= Julian Patrick =

American opera singer (1927–2009)

Julian Patrick (26 October 1927 – 8 May 2009) was an American operatic baritone and voice teacher. Born in Mississippi, Patrick grew up in Birmingham, Alabama where he was a member of the Apollo Boys Choir. After graduating from the Cincinnati Conservatory of Music, he began his professional career as a musical theatre performer in the 1950s; appearing in the original Broadway productions of The Golden Apple (1954), Bells Are Ringing (1956), Juno (1959), Once Upon a Mattress (1959), and Fiorello! (1959). He also studied singing privately in New York City with Cornelius L. Reid.

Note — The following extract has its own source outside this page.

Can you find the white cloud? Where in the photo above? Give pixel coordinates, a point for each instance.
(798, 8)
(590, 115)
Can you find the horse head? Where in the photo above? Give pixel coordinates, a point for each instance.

After the 1950s Patrick worked mainly as a performer in operas, making appearances at the Dallas Opera, the De Nederlandse Opera, the Grand Théâtre de Genève, the Houston Grand Opera, the Lyric Opera of Chicago, the Metropolitan Opera, the Opéra national du Rhin, the San Francisco Opera, the Vienna Volksoper, and the Welsh National Opera among other major opera houses. In 1968 he starred as Private Don Hanwell in the world premiere of Hugo Weisgall's Nine Rivers from Jordan at the New York City Opera. He was particularly active with the Seattle Opera where he notably created the role of George Milton in the world premiere of Carlisle Floyd's Of Mice and Men in 1970. He also taught on the music faculty of the University of Washington for many years and sang Alberich in the Seattle Opera performances of Wagner's Ring of the Nibelung, being declared by the Seattle Opera General Director Speight Jenkins as "the world's greatest living 'Alberich.'" He died at the age of 81 while on vacation in Santa Fe, New Mexico. He was survived by his life partner of 56 years, Donn Talenti.